We typically use the Inter-Quartile Range (IQR) to determine which points are considered outliers for the box plot. The IQR is the difference between the 75th percentile of the data and the 25th percentile.

lower, upper = np.percentile(ti['fare'], [25, 75])
iqr = upper - lower
iqr

60.299999999999997

Values greater than 1.5 $\times$ IQR above the 75th percentile and less than 1.5 $\times$ IQR below the 25th percentile are considered outliers and we can see them marked indivdiually on the boxplot above:

upper_cutoff = upper + 1.5 * iqr
lower_cutoff = lower - 1.5 * iqr
upper_cutoff, lower_cutoff

(180.44999999999999, -60.749999999999986)

Although histograms show the entire distribution at once, box plots are often easier to understand when we split the data by different categories. For example, we can make one box plot for each passenger type:

sns.boxplot(x='fare', y='who', data=ti);

The separate box plots are much easier to understand than the overlaid histogram below which plots the same data:

sns.distplot(ti.loc[ti['who'] == 'woman', 'fare'])
sns.distplot(ti.loc[ti['who'] == 'man', 'fare'])
sns.distplot(ti.loc[ti['who'] == 'child', 'fare']);

Brief Aside on Using Seaborn¶

You may have noticed that the boxplot call to make separate box plots for the who column was simpler than the equivalent code to make an overlaid histogram. Although sns.distplot takes in an array or Series of data, most other seaborn functions allow you to pass in a DataFrame and specify which column to plot on the x and y axes. For example:

# Plots the `fare` column of the `ti` DF on the x-axis
sns.boxplot(x='fare', data=ti);

When the column is categorical (the 'who' column contained 'woman', 'man', and 'child'), seaborn will automatically split the data by category before plotting. This means we don't have to filter out each category ourselves like we did for sns.distplot.

# fare (numerical) on the x-axis,
# who (nominal) on the y-axis
sns.boxplot(x='fare', y='who', data=ti);

Scatter Plots¶

Scatter plots are used to compare two quantitative variables.

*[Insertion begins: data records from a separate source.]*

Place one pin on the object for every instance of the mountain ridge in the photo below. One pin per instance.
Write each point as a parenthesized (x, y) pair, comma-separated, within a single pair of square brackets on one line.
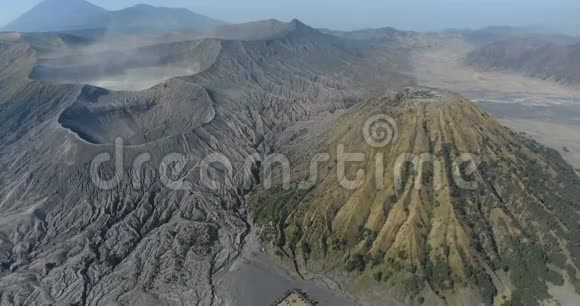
[(74, 15)]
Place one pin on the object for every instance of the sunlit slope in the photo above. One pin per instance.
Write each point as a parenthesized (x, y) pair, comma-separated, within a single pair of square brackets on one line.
[(441, 232)]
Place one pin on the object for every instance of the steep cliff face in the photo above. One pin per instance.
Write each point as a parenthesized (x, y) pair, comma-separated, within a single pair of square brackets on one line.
[(452, 209)]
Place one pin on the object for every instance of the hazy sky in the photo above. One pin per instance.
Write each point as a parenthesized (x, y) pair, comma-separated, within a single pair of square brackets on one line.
[(351, 14)]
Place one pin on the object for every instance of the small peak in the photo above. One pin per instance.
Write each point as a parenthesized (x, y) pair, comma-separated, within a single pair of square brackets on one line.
[(297, 23)]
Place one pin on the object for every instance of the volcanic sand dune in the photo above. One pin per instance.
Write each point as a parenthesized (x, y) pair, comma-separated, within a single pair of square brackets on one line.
[(100, 116)]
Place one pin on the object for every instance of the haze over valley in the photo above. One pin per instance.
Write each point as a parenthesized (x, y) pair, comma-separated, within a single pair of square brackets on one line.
[(158, 156)]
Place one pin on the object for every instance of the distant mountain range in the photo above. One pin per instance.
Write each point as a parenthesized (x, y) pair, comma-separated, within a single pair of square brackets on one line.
[(71, 15), (539, 58)]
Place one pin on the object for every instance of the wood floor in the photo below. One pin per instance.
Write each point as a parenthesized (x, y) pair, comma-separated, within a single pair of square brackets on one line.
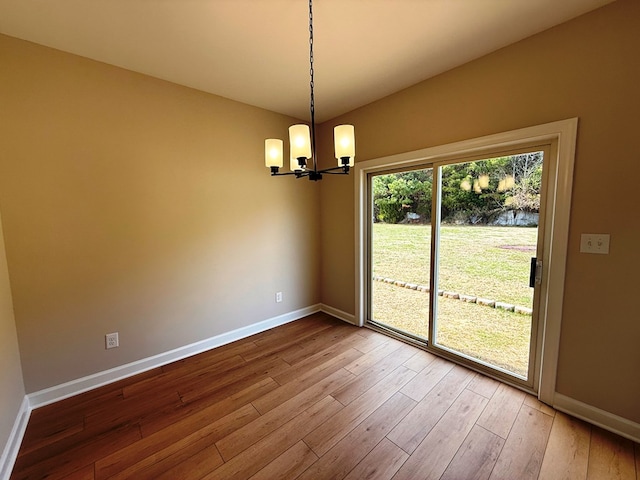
[(315, 399)]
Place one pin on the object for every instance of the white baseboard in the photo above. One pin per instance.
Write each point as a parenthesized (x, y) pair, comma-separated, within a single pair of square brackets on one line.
[(10, 452), (80, 385), (619, 425), (347, 317)]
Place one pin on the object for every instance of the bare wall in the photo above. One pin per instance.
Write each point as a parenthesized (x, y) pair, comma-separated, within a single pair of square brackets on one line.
[(135, 205), (12, 391), (586, 68)]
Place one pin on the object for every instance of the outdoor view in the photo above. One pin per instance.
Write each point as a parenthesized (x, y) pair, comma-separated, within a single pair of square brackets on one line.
[(488, 234)]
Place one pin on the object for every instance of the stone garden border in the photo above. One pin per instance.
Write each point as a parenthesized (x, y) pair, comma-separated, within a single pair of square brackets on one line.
[(457, 296)]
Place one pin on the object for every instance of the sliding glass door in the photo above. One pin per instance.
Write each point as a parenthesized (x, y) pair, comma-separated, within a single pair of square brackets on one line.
[(453, 249)]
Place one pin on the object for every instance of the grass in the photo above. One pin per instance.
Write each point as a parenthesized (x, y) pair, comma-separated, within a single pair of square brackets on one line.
[(473, 261)]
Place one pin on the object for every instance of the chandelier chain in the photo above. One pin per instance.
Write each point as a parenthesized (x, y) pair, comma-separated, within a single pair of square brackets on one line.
[(311, 85)]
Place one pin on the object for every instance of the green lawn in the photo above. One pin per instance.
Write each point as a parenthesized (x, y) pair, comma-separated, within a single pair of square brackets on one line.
[(473, 261)]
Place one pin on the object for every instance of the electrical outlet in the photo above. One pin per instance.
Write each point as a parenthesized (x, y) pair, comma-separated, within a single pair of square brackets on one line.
[(594, 243), (111, 340)]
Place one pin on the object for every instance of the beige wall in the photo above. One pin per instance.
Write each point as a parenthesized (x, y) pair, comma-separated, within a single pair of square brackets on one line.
[(586, 68), (12, 391), (135, 205)]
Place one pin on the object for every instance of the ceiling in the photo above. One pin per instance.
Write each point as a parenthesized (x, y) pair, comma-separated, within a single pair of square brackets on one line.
[(257, 51)]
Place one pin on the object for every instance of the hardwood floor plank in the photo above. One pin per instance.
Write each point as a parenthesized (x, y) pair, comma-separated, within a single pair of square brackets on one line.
[(40, 435), (431, 458), (294, 334), (261, 453), (131, 410), (348, 344), (610, 457), (67, 461), (522, 454), (324, 421), (483, 385), (129, 461), (204, 412), (567, 452), (502, 410), (332, 431), (208, 359), (178, 378), (85, 473), (373, 375), (195, 466), (533, 402), (372, 358), (289, 465), (244, 437), (289, 390), (426, 379), (418, 423), (319, 342), (381, 463), (355, 446), (476, 457), (419, 360), (254, 371)]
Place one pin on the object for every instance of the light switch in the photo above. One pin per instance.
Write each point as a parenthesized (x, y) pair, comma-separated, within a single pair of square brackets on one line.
[(594, 243)]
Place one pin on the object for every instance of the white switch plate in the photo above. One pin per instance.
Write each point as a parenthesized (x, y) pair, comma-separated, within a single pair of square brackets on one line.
[(594, 243), (111, 340)]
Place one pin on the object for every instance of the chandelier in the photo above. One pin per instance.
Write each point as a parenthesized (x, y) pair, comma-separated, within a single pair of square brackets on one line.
[(302, 140)]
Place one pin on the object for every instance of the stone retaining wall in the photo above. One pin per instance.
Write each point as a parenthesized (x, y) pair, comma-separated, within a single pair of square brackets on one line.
[(458, 296)]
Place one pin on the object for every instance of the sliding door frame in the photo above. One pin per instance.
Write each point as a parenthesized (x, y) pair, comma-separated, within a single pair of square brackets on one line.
[(561, 135)]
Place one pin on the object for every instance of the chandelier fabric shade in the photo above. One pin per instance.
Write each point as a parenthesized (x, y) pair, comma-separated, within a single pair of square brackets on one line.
[(302, 140)]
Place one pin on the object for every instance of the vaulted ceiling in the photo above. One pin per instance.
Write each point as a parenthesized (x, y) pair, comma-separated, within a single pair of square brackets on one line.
[(256, 51)]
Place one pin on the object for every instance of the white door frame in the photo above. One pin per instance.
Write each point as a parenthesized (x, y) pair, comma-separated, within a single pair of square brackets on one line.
[(562, 134)]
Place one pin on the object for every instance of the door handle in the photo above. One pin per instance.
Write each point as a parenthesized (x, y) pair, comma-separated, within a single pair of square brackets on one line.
[(535, 273)]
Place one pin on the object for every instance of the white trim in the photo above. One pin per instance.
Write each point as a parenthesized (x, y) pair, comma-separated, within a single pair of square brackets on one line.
[(10, 452), (344, 316), (80, 385), (618, 425), (564, 132)]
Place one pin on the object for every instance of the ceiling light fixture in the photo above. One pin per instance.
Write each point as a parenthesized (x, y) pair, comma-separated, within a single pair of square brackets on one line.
[(302, 140)]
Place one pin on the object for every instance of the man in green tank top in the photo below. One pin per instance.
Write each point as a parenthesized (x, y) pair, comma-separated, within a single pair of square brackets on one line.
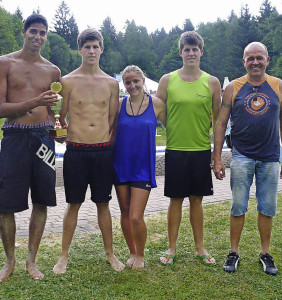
[(192, 96)]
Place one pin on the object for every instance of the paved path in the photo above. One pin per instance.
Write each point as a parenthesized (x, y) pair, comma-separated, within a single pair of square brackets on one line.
[(87, 220)]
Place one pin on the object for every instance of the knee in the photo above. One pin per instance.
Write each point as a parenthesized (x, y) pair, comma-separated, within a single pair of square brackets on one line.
[(136, 219), (124, 211), (39, 208), (73, 208)]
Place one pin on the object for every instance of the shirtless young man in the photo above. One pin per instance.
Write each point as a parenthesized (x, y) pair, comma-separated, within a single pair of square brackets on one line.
[(25, 97), (91, 100)]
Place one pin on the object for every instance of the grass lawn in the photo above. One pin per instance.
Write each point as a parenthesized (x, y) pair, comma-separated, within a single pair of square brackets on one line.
[(90, 277)]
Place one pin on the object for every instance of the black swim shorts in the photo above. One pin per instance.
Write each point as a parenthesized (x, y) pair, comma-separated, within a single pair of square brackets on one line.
[(27, 161), (88, 164), (188, 173)]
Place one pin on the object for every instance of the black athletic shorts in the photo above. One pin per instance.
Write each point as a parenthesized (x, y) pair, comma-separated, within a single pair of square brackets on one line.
[(143, 185), (27, 160), (188, 173), (88, 164)]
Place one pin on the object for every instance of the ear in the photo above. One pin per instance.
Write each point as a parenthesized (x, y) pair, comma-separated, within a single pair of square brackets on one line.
[(244, 62)]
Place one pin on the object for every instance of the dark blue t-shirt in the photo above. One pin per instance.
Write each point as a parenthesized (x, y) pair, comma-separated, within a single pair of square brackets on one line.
[(255, 119)]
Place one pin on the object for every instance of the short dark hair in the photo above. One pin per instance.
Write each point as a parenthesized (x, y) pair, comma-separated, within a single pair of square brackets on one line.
[(35, 18), (191, 38), (89, 34)]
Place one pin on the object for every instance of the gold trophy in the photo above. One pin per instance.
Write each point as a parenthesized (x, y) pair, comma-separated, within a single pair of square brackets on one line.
[(58, 131)]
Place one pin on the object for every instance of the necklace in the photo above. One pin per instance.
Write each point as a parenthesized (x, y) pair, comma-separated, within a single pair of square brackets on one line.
[(139, 106)]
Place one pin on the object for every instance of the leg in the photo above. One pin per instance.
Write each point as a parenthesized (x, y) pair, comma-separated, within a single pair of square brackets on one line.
[(267, 176), (105, 224), (236, 227), (8, 233), (173, 219), (123, 195), (36, 228), (139, 199), (69, 225), (265, 227), (197, 223)]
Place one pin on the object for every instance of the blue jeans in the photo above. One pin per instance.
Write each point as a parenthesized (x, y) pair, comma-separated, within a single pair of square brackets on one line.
[(243, 170)]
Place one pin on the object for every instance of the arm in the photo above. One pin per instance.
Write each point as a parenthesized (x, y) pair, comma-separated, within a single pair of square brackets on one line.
[(220, 127), (215, 89), (17, 109), (160, 109), (65, 93), (113, 106), (162, 88), (51, 114), (114, 130)]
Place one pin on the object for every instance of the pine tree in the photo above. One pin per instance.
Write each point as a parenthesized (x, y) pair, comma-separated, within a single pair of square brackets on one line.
[(65, 25), (266, 10)]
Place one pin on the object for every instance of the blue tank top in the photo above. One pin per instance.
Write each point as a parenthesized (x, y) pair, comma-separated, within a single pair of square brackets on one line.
[(135, 146), (255, 119)]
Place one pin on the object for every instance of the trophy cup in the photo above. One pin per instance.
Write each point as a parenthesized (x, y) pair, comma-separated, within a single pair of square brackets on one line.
[(58, 131)]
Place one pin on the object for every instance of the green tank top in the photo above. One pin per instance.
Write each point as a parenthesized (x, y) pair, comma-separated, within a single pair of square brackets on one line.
[(189, 106)]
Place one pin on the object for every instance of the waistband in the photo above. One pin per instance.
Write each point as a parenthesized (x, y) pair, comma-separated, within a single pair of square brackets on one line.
[(15, 125), (81, 146)]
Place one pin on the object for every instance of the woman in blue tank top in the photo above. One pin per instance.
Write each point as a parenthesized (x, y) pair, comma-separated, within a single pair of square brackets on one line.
[(134, 159)]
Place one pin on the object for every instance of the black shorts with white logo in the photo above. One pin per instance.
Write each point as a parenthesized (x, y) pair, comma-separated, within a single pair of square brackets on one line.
[(88, 164), (27, 161), (187, 173)]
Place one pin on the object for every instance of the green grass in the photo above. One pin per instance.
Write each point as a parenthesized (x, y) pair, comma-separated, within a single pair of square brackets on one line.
[(90, 277)]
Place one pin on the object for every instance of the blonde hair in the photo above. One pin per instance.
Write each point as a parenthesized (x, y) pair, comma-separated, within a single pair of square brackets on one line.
[(136, 69)]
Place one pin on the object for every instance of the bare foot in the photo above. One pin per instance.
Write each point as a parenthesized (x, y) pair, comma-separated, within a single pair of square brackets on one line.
[(138, 263), (33, 271), (6, 271), (61, 266), (167, 258), (209, 260), (130, 261), (115, 263)]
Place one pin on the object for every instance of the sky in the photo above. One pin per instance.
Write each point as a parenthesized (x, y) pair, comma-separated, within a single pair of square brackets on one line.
[(152, 14)]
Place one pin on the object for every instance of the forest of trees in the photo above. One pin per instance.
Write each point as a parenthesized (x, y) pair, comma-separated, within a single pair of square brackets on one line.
[(156, 53)]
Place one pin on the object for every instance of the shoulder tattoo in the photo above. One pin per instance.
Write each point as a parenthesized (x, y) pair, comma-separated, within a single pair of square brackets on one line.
[(226, 105)]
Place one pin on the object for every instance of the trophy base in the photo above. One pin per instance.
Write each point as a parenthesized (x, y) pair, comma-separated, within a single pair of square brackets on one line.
[(58, 133)]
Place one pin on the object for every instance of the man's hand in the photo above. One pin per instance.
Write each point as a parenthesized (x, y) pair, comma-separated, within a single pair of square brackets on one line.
[(219, 169), (61, 140), (48, 98)]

We can compare the age and fare columns of our Titanic dataset using a scatter plot.

sns.lmplot(x='age', y='fare', data=ti);

By default seaborn will also fit a regression line to our scatterplot and bootstrap the scatterplot to create a 95% confidence interval around the regression line shown as the light blue shading around the line above. In this case, the regression line doesn't seem to fit the scatter plot very well so we can turn off the regression.

sns.lmplot(x='age', y='fare', data=ti, fit_reg=False);

We can color the points using a categorical variable. Let's use the who column once more:

sns.lmplot(x='age', y='fare', hue='who', data=ti, fit_reg=False);

From this plot we can see that all passengers below the age of 18 or so were marked as child. There doesn't seem to be a noticable split between male and female passenger fares, although the two most expensive tickets were purchased by males.